Despite talk of political reform in Burma, the country’s media landscape remains heavily monitored and the environment for independent journalists is as risky as ever, a new report claims.

Continued censorship and harassment of non-state media workers suggests that pledges by the government to lift tight restrictions on the media sector are superficial, and should not be taken at face value, according to the New York-based Committee to Protect Journalists (CPJ).

The group’s senior Southeast Asia representative and author of ‘In Burma, transition neglects press freedom’, Shawn Crispin, said in a press release that the environment continues to be “arbitrary, intensive, and highly restrictive”.

In recent months the government has made several amendments to laws that have traditionally placed Burma at the tail-end of press freedom indexes, such as the recent lifting of a ban on accessing websites such as DVB and The Irrawaddy.
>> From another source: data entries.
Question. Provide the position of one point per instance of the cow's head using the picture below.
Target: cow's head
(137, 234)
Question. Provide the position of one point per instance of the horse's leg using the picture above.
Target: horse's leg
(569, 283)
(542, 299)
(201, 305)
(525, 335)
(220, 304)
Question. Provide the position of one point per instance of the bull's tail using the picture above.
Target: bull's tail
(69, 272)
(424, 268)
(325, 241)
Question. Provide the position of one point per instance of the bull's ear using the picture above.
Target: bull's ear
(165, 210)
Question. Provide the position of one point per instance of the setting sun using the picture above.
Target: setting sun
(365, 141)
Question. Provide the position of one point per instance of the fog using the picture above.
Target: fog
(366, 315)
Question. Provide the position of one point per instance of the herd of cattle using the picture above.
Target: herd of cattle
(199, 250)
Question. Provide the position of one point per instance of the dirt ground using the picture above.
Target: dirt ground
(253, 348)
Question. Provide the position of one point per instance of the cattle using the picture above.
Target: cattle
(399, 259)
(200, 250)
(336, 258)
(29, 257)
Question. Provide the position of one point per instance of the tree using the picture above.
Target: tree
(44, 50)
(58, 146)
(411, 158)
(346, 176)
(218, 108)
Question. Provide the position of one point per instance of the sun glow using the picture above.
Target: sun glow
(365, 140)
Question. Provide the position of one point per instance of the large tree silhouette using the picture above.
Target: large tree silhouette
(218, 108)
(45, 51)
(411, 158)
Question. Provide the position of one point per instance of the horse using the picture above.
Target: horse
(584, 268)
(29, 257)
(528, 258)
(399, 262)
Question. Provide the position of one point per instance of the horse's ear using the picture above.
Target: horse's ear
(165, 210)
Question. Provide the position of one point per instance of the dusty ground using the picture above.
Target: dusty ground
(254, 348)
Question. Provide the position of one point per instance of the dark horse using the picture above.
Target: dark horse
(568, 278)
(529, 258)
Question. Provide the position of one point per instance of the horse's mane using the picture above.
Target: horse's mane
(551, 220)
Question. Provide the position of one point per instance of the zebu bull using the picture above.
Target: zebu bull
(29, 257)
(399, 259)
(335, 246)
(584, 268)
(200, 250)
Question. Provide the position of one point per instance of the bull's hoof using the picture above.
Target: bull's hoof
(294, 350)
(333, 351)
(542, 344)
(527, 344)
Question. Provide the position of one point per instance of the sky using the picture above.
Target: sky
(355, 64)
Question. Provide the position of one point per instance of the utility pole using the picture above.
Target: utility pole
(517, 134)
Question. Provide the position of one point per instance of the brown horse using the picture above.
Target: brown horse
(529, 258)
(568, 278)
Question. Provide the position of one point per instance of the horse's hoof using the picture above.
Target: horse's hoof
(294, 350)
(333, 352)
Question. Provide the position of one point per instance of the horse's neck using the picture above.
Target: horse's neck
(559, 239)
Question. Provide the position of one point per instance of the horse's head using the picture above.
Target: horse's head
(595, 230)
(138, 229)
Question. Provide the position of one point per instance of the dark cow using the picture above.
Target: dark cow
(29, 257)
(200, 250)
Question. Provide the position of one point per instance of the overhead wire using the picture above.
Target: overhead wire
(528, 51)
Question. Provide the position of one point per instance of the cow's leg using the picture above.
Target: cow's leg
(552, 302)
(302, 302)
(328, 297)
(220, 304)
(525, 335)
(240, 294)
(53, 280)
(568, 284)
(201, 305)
These have caused a number of countries to speculate that the environment is beginning to open up.

Yet at the same time, the criminalisation of independent journalists continues: last week the 21-year-old DVB reporter Sithu Zeya, who is already serving an eight-year jail term, had his sentenced extended by a decade under the Electronics Act.

Media watchdogs, such as CPJ and the Paris-based Reporters Without Borders, responded to the news with anger, claiming it showed that little had changed since the nominally civilian government came to power in March.

The CPJ report noted that since the elections in November last year, “two journalists have been sentenced to prison terms of almost 20 years, and more than a dozen publications have been suspended for their news reporting.”

One magazine that published a full-page photograph of Aung San Suu Kyi earlier this month was suspended for a week, allegedly for violating new laws introduced after publications gave substantial coverage to the opposition icon following her release last year.

The edition was published through a fast-track censorship system whereby breaking news can be submitted to the censor board the night before publication date, rather than the traditional method which can take up to a week. Prior to the suspension of The Messenger, the amendment had been hailed as a positive step.

Crispin also sounded a warning to international donors who have for years supported exiled media like DVB, but who now appear to be shifting their focus to in-country groups working under the banner of “civil society”.

The funding cuts have pushed a number of exiled news organisations to significantly reduce operations, while CPJ notes that the move also risks “casting many journalists and their families into uncertain futures and possible forced repatriation” as groups are forced to cut staff numbers.

“Until new freedoms take hold, exile media continues to serve as a vital source of credible, independent information on developments within Burma and should not be abandoned by donor countries,” he said.